The Lebanese system thus finds itself at odds with the new, prevailing tendencies in the region. It gnaws at the state in its capacity as the political embodiment — albeit symbolic — of national unity. It fragments and marginalizes its institutions so that they may become incapable of safeguarding even the basic privileges of the government’s “subjects,” namely equal rights, justice and progress.
This sectarian system is beyond repair, as has proven by the enriching experiences endured by the Lebanese people during the second half of the previous century. Every time demands were made for change, reform and the recognition of citizen's rights in their state and country, the system answered these calls with the most lethal of weapons. Sectarianism led to civil war. The “subject's’” dreams then became more modest as a result of the compromises necessary to quell the fighting, regain a semblance of normalcy and put an end to the bloodshed. The state was thus restored according to the predilections of the same old system, which was now even stronger given that the polarization of the communities during the conflict. The people of Lebanon thus became a multitude of “peoples,” and the interference of other “nations” grew. The country, small in territory, grew bigger to accommodate many cantons, each with their own “borders” and “demands.” These demands necessitated the amendment of laws.

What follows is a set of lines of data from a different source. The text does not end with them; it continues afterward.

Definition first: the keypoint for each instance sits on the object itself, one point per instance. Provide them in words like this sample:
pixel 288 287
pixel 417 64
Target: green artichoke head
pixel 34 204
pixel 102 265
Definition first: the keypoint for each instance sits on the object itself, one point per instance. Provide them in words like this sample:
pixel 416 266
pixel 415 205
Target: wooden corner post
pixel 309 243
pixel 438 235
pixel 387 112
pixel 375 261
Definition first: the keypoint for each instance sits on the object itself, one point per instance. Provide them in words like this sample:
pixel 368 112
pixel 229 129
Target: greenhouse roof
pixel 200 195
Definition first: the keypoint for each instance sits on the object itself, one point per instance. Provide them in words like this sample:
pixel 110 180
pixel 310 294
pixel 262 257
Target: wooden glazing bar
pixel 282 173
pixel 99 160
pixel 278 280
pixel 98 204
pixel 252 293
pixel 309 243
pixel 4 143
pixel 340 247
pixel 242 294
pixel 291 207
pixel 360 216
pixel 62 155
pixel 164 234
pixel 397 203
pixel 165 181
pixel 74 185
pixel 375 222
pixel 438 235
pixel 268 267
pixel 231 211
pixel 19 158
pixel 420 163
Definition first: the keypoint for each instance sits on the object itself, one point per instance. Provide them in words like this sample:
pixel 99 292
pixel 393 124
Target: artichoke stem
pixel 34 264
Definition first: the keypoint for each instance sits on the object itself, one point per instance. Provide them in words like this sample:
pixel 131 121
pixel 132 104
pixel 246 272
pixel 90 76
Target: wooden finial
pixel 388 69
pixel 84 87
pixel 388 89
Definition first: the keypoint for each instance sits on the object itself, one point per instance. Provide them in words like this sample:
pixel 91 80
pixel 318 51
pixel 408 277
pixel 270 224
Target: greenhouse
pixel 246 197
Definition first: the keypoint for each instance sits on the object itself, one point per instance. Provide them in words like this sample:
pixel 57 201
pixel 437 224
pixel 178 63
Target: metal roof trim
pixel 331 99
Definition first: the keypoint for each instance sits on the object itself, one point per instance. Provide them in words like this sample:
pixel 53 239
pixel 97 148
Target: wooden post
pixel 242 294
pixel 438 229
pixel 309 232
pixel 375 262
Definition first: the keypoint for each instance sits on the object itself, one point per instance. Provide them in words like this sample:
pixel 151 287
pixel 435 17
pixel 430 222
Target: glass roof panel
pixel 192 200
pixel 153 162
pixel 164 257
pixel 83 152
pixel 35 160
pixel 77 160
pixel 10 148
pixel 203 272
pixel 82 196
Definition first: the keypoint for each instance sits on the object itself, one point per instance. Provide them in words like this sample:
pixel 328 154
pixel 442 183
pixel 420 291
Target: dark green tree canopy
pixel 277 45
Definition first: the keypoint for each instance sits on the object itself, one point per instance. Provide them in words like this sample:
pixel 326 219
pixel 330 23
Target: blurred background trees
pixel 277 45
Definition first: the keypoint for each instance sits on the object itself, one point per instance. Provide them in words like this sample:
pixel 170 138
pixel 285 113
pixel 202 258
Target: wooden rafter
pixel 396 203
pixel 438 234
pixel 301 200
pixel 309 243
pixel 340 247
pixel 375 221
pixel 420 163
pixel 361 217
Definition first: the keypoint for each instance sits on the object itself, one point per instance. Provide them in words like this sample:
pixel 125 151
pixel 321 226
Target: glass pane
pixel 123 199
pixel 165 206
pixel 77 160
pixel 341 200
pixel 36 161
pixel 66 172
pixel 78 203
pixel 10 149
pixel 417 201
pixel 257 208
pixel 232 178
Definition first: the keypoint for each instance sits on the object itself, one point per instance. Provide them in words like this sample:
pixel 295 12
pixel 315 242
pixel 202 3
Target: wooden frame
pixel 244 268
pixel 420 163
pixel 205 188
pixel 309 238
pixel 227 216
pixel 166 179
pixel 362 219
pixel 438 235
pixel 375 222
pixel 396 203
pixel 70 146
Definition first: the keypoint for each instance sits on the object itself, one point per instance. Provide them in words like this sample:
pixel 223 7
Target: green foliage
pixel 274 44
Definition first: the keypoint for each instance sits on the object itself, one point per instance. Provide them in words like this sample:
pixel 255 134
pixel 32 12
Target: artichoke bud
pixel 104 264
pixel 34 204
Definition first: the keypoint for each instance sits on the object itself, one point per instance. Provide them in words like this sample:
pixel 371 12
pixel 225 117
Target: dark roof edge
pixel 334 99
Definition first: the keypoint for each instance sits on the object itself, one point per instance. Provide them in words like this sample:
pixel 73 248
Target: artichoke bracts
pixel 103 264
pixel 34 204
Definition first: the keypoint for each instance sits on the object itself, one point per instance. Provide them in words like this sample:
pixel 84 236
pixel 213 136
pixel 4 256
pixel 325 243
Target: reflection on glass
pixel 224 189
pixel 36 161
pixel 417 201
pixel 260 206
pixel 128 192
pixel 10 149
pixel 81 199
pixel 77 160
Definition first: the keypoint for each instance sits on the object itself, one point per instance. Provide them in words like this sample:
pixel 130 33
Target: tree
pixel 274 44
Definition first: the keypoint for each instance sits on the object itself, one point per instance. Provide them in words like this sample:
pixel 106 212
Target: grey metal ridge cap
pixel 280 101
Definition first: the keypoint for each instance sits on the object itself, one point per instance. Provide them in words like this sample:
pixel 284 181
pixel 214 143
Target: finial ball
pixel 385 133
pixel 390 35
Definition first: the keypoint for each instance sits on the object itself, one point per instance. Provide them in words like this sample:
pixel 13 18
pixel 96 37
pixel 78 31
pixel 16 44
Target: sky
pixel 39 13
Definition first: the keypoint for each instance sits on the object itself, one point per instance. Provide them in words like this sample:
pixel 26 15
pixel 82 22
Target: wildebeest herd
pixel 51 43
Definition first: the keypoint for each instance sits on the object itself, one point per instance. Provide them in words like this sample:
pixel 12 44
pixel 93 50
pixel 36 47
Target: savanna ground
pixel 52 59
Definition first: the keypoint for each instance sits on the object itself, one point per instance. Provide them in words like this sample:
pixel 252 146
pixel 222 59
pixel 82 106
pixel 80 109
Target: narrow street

Here, now, we stand witness — as a result of the deteriorating situation in Syria and its regime’s blood-thirsty behavior — to high walls being erected in the name of “independence” in many a Lebanese “canton.” Animosity against the army is on the rise, which will endanger its unifying role. The impartiality of the judiciary has been called into question, and it is improbable that this situation was brought about by chance given the fact that this is all occurring at the same time. The parliament’s role has been paralyzed, and it faces a fate similar to the one that befell the government of disassociation [from the Syrian conflict]. This government has grown disassociated to the point of failing to fulfill its responsibilities of safeguarding the nation’s security and guaranteeing a normal daily life for the people of the country.
Within the current context, nothing becomes easier than to arrange for the assassination of this or that politician. This kind of action has the potential to expose the state’s inability, and undermine its credibility, or what is left of it. It would justify each faction seeking refuge behind its own sect or religion and open the door for other “states” to come on in and offer the system a helping, protective hand, at the expense of Lebanon’s crumbling state institutions and the unity of its people. It would open the door for divisions to quickly mutate into armed confrontations between sects and religions.
A harsh irony thus reveals itself: while the Arab peoples — armed with a sense of democracy-enhanced national unity — fill the squares of revolution, by the hundreds of thousands, to rid themselves of tyrannical ruthless regimes, regain their right to live in dignity and build free countries unencumbered by foreign mandates, the Lebanese system is devolving its people into mere subjects for quarrelsome sects and religions. These groups fight in vain over the ruins of a state incapable of even protecting its own unity, let alone the country and its inhabitants. The sectarian realities in Lebanon mean that the dream of becoming true and equal citizens grows ever more distant — at the speed of light.
In this sectarian system, revolution is called strife. May damnation await those who attempt to light its fuse!